ESCO Technologies Inc. (ESE) Senior Vice President and CFO filed a Form 4 reporting a stock transaction. On 11/19/2025, the officer reported a disposition of 2,579 shares of common stock, coded "F" under SEC rules, at a price of $216.27 per share. Following this transaction, the officer directly beneficially owns 25,121 shares of ESCO Technologies common stock.
ESCO Technologies Inc. (ESE) reported an insider equity transaction by a senior executive. The reporting person is an officer of the company, serving as Sr. VP, Secretary and General Counsel. On 11/19/2025, this insider reported a transaction in common stock coded "F" involving 1,337 shares at a price of $216.27 per share. After this transaction, the insider directly beneficially owns 28,631 shares of ESCO Technologies common stock.

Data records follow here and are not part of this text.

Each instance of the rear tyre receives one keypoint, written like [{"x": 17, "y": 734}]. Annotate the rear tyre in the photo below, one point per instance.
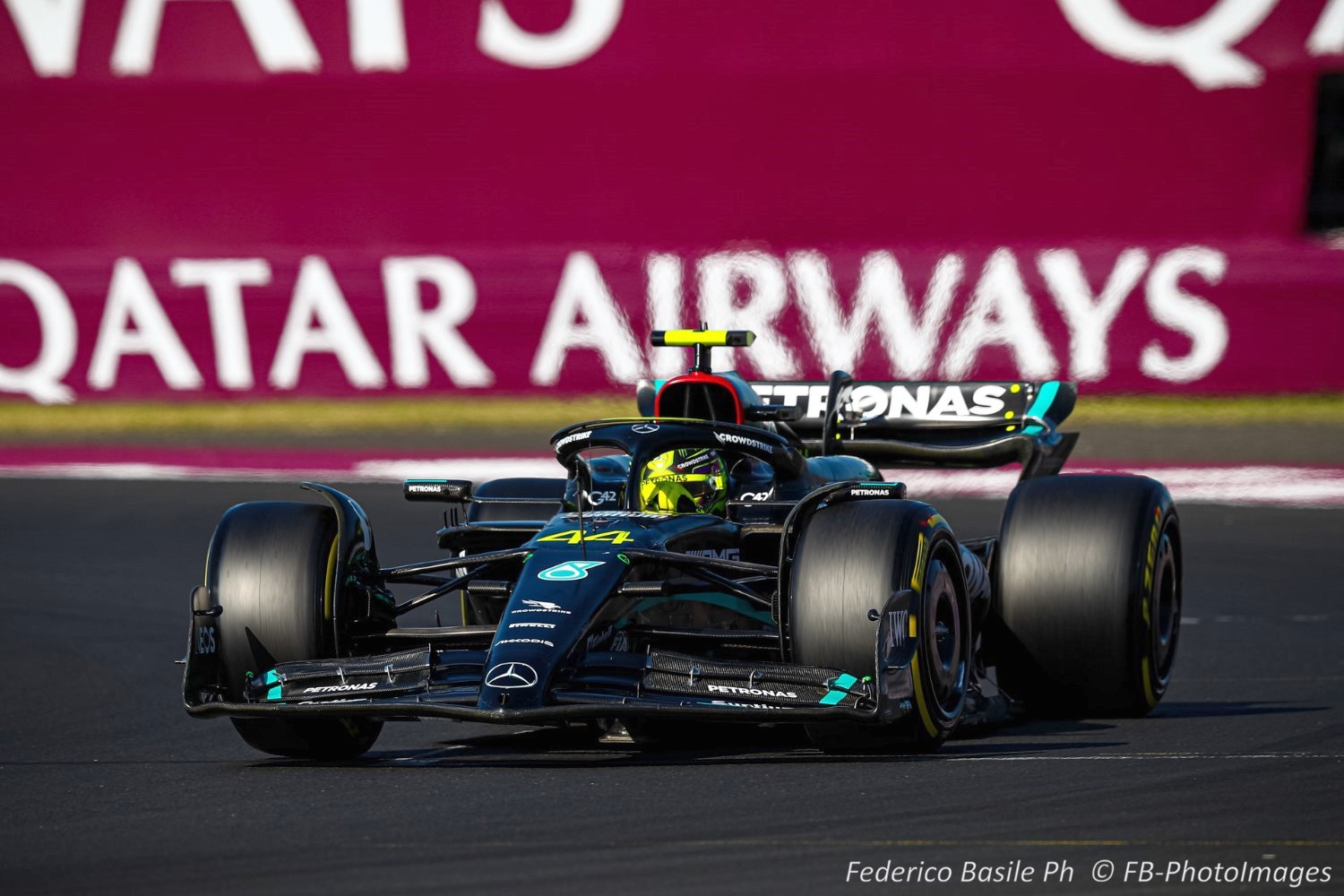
[
  {"x": 1088, "y": 595},
  {"x": 849, "y": 559},
  {"x": 271, "y": 570}
]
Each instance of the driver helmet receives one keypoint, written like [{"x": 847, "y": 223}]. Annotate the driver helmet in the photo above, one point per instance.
[{"x": 685, "y": 481}]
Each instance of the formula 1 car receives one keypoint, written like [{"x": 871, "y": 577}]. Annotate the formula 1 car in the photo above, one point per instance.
[{"x": 736, "y": 555}]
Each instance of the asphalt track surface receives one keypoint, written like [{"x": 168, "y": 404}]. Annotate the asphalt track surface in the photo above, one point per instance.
[{"x": 108, "y": 786}]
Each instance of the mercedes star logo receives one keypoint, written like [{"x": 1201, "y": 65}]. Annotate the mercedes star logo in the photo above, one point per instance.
[{"x": 511, "y": 675}]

ESCO Technologies Inc. (ESE) reported an insider equity transaction by its CEO and President, who is also a director. On 11/17/2025, the executive acquired 4,786 shares of common stock at a reported price of $0, bringing total directly held shares to 42,913. A second acquisition on the same date added 14,681 common shares at a reported price of $0, increasing the executive’s direct beneficial ownership to 57,594 shares. These transactions appear to be equity awards rather than open-market purchases, and were filed as a Form 4 for a single reporting person.
ESCO Technologies Inc. (ESE) reported an insider share acquisition by its Sr. Vice President & CFO. On 11/17/2025, the officer acquired 1,314 shares of common stock at a price of $0 per share, and in a separate transaction the same day acquired an additional 5,853 shares of common stock at $0 per share. Following these transactions, the officer directly beneficially owned 27,700 shares of ESCO Technologies common stock.

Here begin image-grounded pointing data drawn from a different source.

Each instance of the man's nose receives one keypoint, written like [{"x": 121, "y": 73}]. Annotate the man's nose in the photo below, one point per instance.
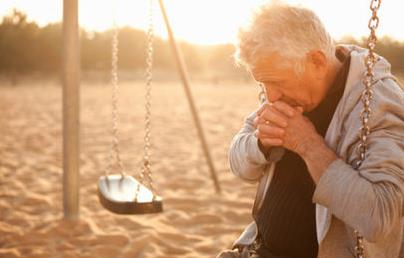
[{"x": 273, "y": 94}]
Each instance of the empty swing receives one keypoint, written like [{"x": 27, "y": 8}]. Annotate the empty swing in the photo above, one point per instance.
[{"x": 118, "y": 192}]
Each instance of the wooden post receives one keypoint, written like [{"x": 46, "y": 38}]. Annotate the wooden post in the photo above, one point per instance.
[
  {"x": 185, "y": 81},
  {"x": 70, "y": 80}
]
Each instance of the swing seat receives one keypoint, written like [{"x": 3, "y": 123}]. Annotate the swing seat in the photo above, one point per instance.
[{"x": 118, "y": 194}]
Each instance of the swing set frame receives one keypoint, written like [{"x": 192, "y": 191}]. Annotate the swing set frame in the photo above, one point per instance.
[{"x": 71, "y": 108}]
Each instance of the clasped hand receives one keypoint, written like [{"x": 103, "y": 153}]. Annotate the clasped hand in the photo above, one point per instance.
[{"x": 279, "y": 124}]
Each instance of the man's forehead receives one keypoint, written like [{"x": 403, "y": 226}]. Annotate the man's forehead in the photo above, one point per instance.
[{"x": 268, "y": 66}]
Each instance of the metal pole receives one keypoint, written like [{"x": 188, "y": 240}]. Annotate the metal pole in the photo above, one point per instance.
[
  {"x": 185, "y": 81},
  {"x": 70, "y": 80}
]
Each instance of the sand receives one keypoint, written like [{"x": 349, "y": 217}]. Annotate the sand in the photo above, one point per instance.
[{"x": 196, "y": 221}]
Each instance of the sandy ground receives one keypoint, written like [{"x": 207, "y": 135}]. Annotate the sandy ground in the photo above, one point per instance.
[{"x": 196, "y": 222}]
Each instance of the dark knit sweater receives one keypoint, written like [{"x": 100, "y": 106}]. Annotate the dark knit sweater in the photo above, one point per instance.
[{"x": 286, "y": 221}]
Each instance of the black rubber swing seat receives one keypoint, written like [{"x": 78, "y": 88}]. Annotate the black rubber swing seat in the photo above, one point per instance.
[{"x": 118, "y": 194}]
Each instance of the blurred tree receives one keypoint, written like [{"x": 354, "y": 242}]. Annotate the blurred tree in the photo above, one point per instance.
[{"x": 27, "y": 48}]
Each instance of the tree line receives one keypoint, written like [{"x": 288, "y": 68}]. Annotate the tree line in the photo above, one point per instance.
[{"x": 27, "y": 48}]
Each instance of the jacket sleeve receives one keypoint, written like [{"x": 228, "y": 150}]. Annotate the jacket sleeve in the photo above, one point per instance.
[
  {"x": 245, "y": 158},
  {"x": 370, "y": 199}
]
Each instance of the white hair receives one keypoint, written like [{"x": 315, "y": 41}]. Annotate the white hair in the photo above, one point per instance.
[{"x": 289, "y": 31}]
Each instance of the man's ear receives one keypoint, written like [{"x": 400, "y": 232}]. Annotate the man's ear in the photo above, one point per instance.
[{"x": 317, "y": 60}]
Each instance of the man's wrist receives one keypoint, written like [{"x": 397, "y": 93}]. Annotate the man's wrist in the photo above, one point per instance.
[{"x": 264, "y": 149}]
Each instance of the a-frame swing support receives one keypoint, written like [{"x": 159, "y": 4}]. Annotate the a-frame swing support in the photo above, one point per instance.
[{"x": 71, "y": 99}]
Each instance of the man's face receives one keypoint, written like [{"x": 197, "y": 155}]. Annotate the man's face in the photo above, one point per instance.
[{"x": 282, "y": 83}]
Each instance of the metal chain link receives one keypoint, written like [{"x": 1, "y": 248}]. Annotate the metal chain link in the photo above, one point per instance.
[
  {"x": 115, "y": 149},
  {"x": 146, "y": 172},
  {"x": 366, "y": 97}
]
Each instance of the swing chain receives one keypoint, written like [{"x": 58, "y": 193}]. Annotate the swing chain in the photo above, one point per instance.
[
  {"x": 115, "y": 150},
  {"x": 366, "y": 97},
  {"x": 146, "y": 168}
]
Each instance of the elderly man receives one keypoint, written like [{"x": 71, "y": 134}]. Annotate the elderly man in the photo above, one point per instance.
[{"x": 316, "y": 198}]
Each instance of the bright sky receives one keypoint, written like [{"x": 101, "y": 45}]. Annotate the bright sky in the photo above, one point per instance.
[{"x": 211, "y": 21}]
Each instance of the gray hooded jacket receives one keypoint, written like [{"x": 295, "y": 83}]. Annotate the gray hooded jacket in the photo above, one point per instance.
[{"x": 369, "y": 199}]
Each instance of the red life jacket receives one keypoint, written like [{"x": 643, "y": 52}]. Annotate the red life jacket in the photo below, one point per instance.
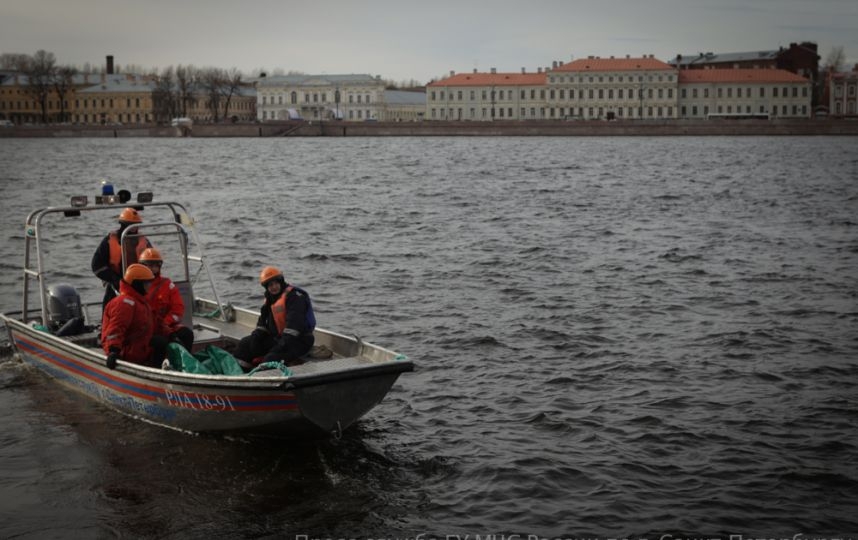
[
  {"x": 132, "y": 253},
  {"x": 278, "y": 311},
  {"x": 127, "y": 323}
]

ESCO Technologies Inc. senior executive reports stock grants. A Form 4 filing shows the company’s Sr. VP, Secretary and General Counsel acquired 761 shares of ESCO Technologies common stock on 11/17/2025 at a stated price of $0 per share. A second acquisition the same day added 3,034 common shares, also at a stated price of $0 per share. Following these transactions, the reporting person beneficially owns 29,968 common shares in total. The footnote notes that this total includes 9 shares acquired through the Employee Stock Purchase Plan since the last filing.

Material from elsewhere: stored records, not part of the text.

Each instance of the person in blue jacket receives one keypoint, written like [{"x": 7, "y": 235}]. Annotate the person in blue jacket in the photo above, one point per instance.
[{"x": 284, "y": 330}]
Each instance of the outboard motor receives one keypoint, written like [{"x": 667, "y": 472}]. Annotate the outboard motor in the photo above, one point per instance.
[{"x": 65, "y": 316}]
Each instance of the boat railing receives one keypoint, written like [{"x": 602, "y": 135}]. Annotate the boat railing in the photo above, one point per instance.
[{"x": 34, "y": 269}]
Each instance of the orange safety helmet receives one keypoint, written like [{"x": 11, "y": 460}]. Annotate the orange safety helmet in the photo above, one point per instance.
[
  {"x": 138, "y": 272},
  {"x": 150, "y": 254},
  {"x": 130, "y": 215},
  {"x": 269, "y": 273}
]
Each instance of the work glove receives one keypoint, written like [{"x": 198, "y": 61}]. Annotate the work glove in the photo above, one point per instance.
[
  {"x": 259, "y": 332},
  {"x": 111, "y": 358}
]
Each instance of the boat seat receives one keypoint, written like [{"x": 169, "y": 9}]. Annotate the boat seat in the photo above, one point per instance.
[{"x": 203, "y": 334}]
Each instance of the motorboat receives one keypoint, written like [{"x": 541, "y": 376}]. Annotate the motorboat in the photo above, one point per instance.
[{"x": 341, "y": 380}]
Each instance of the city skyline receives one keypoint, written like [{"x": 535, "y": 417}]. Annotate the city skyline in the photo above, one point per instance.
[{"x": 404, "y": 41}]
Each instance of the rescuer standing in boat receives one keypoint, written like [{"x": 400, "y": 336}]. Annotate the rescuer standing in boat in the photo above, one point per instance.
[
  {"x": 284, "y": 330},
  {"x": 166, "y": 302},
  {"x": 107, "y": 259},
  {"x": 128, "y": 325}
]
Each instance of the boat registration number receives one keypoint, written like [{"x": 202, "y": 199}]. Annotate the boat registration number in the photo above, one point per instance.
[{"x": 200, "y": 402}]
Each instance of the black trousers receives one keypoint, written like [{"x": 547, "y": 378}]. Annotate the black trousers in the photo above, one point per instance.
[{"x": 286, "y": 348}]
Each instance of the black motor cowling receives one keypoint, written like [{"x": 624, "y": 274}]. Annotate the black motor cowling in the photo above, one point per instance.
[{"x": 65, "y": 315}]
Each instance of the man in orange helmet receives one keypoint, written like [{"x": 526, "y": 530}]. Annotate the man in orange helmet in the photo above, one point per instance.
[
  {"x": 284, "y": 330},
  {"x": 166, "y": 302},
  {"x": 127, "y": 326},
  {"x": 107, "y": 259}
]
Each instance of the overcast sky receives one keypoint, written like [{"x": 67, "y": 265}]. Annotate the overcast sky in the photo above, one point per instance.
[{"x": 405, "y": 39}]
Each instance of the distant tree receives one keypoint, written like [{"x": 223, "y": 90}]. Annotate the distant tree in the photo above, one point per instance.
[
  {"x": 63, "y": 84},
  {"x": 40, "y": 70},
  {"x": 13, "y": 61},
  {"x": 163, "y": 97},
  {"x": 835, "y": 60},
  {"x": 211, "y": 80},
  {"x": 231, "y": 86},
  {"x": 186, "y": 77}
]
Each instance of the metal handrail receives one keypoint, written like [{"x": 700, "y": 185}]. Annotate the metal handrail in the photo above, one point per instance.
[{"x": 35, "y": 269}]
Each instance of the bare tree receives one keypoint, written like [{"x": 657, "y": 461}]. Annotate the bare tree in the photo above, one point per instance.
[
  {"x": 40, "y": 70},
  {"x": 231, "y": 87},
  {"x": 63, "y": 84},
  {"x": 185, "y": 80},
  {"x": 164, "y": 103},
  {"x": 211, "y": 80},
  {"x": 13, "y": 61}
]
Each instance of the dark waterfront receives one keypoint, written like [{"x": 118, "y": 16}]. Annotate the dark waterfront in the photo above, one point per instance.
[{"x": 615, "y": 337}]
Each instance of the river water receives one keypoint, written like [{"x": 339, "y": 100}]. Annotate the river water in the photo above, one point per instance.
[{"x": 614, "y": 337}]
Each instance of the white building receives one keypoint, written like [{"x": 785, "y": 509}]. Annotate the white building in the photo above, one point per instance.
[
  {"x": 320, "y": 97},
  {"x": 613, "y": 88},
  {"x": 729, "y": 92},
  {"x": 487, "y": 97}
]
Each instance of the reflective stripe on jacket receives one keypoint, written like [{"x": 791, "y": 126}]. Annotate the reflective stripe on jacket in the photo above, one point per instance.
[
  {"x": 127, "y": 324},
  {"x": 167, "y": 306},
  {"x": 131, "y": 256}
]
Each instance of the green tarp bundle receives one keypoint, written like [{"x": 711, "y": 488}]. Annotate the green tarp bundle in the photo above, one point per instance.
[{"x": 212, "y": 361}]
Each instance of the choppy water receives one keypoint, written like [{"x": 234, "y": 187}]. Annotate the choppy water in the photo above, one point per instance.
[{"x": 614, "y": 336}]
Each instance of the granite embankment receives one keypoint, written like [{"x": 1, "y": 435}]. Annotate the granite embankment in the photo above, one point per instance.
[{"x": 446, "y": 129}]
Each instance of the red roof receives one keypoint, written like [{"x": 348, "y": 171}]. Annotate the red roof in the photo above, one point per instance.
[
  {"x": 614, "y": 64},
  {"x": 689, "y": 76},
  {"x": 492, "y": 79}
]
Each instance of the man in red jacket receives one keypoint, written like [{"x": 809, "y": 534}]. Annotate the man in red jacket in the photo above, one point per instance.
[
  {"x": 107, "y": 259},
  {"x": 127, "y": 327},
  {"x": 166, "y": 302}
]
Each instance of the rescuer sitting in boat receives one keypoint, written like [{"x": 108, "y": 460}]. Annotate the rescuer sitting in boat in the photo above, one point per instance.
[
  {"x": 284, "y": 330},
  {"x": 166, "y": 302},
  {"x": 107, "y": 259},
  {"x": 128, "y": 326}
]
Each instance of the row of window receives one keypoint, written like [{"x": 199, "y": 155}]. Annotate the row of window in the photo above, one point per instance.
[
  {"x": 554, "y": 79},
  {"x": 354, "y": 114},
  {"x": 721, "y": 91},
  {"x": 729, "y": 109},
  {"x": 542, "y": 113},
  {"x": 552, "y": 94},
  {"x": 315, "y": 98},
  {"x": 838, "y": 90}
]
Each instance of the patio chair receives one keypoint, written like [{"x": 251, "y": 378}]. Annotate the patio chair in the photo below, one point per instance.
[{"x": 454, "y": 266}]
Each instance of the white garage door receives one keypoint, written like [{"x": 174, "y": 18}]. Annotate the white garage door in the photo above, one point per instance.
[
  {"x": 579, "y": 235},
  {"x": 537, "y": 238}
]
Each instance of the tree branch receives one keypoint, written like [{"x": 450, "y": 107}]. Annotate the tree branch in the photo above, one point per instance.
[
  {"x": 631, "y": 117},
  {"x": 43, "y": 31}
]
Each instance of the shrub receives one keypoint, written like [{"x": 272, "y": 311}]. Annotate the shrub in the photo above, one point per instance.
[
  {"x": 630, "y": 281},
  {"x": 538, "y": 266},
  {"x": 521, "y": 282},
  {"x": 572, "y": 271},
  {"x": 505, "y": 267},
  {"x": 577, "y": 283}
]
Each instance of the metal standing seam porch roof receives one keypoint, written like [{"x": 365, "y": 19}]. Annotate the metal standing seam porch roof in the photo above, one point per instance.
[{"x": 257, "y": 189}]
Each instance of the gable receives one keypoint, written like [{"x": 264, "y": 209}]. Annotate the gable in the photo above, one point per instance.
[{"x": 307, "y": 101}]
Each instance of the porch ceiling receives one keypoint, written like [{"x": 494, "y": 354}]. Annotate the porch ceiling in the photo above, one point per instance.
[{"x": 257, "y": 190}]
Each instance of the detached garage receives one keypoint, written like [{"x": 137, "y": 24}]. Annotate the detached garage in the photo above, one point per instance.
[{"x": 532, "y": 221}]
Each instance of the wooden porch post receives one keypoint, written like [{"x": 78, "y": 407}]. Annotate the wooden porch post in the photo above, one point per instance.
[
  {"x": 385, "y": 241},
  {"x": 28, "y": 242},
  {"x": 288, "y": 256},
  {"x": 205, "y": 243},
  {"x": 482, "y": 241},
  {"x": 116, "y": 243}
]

ESCO Technologies (ESE) reported an insider transaction on a Form 4 tied to RSU vesting. On 11/06/2025, a director converted 705 restricted share units into 705 shares of common stock at a reference price of $218.92. A fractional RSU of 0.3405 was settled for cash at the same price. The common shares are held directly. The RSUs were originally granted on November 6, 2024 and vested one year after the grant date, consistent with the award’s terms.
ESCO Technologies Inc. (ESE) senior officer reported an insider transaction on a Form 4. On 11/06/2025, the reporting person, listed as Sr. VP, Secretary & General Counsel, recorded a transaction in Common Stock with transaction code F.
The filing shows a disposition of 1,051 shares at a price of $222.4, leaving 26,164 shares beneficially owned directly after the transaction. A footnote states that this total includes 214 shares acquired under the Employee Stock Purchase Plan since the reporting person’s last filing.
The filing indicates it was submitted by one reporting person and reflects direct ownership only.
ESCO Technologies (ESE) executive reported a routine insider transaction. The Sr. Vice President & CFO filed a Form 4 for a disposition of 3,254 shares of common stock on 11/06/2025 at a price of $222.4 under transaction code F. Following the transaction, the reporting person beneficially owns 20,533 shares, held directly. This filing reflects an update to insider holdings and does not describe any company-level operational or financial changes.